We are interested in looking at the existence of gambling strategies because it allows us to validate some of the ideas behind theoretical predictions. We search for strategies that are path independent and path dependent, allowing us to verify the types of gamblers in Barberis’ casino model . However, we will observe that it is impossible for us to observe sophisticated, committed gamblers from an empirical standpoint, as we do not know what devices are used by them.
In our dataset, we are unable to evaluate gamblers that follow proportional betting standards, as it is not possible to parse their wallet data exactly at the times they bet. Because of this, we do not have access to their total wealth information, and thus we cannot search for proportions they bet at. In response to this, we will evaluate gamblers that bet at a fixed wager in place of proportional bets. Also of interest is the betting system in which a gambler continuously bets at a high probability (analogous to the bet everything system). This is one of the most common systems. Additionally, we will be able to evaluate gamblers who bet with negative progression, staking betting systems. We will evaluate one of the most common systems: the martingale. This is because gamblers following the martingale always return to their original stake, making it easier for us to detect the usage of this system. We also aim to see if gamblers have a mixture of systems, such that they transition strategies over some timescale. The reason why we choose these systems for our analysis is because it allows us to possibly observe time inconsistencies in both path-independent (fixed wager/fixed probability/high probability) and path-dependent (mixed) strategies.o find more simple systems, such as fixed probability, fixed เว็บพนัน UFABET wager or high probability betting systems, we will use Python’s pandas package for data analysis. To classify fixed systems, we convert our data, stored in csv files into pandas dataframe, and search for gamblers who have zero variance in their probability choice and wager sets (see Dataset and methods for details). To classify high probability bettors, we choose any bettor who bets only at tuning the probability of winning p > 0.9.

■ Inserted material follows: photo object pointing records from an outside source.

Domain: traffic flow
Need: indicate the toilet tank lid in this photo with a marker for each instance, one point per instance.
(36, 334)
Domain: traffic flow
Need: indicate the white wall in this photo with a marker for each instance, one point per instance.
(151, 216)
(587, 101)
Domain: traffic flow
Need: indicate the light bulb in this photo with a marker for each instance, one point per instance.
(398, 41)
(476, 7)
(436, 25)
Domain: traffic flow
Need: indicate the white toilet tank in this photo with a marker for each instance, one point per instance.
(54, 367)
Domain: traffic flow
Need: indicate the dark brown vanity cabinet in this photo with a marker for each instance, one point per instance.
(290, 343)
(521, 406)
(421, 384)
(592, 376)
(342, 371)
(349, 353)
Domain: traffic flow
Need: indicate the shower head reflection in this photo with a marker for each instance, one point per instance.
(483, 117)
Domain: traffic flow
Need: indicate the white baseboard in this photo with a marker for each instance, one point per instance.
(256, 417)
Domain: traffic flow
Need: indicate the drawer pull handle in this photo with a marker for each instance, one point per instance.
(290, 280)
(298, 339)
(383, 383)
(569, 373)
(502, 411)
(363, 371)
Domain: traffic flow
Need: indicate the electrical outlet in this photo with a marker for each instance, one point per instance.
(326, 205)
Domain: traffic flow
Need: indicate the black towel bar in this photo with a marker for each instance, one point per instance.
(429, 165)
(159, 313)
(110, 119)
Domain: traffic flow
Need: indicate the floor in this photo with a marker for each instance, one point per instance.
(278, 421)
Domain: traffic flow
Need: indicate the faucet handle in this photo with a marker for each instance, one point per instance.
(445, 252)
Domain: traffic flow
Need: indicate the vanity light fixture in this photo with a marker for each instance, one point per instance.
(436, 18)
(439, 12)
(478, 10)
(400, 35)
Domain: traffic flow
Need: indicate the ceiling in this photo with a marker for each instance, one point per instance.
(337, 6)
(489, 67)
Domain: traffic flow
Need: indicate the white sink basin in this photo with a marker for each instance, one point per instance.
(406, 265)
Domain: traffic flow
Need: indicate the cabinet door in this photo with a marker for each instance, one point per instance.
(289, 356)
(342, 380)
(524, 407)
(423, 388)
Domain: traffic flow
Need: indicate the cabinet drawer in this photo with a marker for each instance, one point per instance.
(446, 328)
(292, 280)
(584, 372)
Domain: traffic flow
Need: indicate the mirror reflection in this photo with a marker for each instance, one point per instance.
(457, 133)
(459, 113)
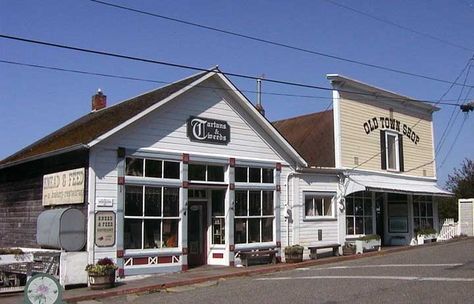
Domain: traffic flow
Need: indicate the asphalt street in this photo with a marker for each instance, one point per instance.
(437, 274)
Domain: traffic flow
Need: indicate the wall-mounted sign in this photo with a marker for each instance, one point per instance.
(105, 228)
(104, 202)
(63, 188)
(208, 130)
(391, 124)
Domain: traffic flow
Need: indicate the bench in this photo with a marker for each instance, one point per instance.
(268, 254)
(314, 250)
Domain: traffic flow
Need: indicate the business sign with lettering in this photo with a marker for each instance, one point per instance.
(105, 228)
(63, 188)
(391, 124)
(208, 130)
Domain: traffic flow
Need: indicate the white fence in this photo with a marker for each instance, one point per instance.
(449, 230)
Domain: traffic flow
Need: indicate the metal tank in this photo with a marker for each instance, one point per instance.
(63, 228)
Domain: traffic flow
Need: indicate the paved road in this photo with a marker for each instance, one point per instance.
(438, 274)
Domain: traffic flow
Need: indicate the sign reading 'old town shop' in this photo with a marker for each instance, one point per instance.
(208, 130)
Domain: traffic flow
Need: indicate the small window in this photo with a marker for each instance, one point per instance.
(253, 175)
(392, 151)
(391, 145)
(152, 168)
(198, 172)
(318, 205)
(134, 166)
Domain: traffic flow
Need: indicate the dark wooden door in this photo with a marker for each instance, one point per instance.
(197, 241)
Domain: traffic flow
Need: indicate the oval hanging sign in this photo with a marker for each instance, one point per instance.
(208, 130)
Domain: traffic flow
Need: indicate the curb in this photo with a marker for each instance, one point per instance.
(277, 268)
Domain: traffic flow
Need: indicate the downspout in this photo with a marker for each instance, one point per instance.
(288, 212)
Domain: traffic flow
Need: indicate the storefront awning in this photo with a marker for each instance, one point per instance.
(382, 183)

We also will only apply these methods to gamblers who have sufficient gambling data, e.g. whale bettors (bettors with over 100 total gambles). Additionally, we assume that the initial reference frame for these gamblers, once they enter the online casino, is the beginning of the day their betting session starts at. In this way, we will be able to detect possible time inconsistencies in daily data. With this as our reference point, we found many gamblers that behave similarly to the hypothesized path-independent betting, naive gamblers who are unaware of the time inconsistencies. However, we observe some interesting path-dependent betting strategies as well (such as the martingales), or some mixture of betting strategies.The most common and popular ‘strategy’ found in this population is the fixed probability betting strategy. In this strategy, the gambler chooses some probability, usually p > 0.5 and continually bets. In evaluating gamblers who bet with fixed probabilities or wagers, we can observe what happens when a gambler has no strategic time inconsistency (irrespective to exit strategies). In a very heuristic way, we can label these kinds of gamblers as more risk seeking if p < 0.5 and less risk seeking if p > 0.5.
An example of this strategy is found in the betting history of the individual labelled as professional #5619 in our dataset (figure 12). Through the three-date periods of 23 November 2017 15.17.43—23 November 2017 19.54.43, 24 November 2017 8.22.40—24 November 2017 23.30.14 and 25 November 2017 8.20.38—25 November 2017 22.04.12, this gambler gambled 147 (whale) times, all at p = 0.49. This is an example of a simple, path-independent strategy. No matter what his/her results are, the gambler sticks to his/her initial chosen betting strategy. Upon entering the casino, the gambler commits to this strategy, and even upon accumulating losses, this individual continues to gamble at a suboptimal probability. In gambling, at p < 0.5, this gambler is taking significant risk—in the long run the expectation runs negative rapidly.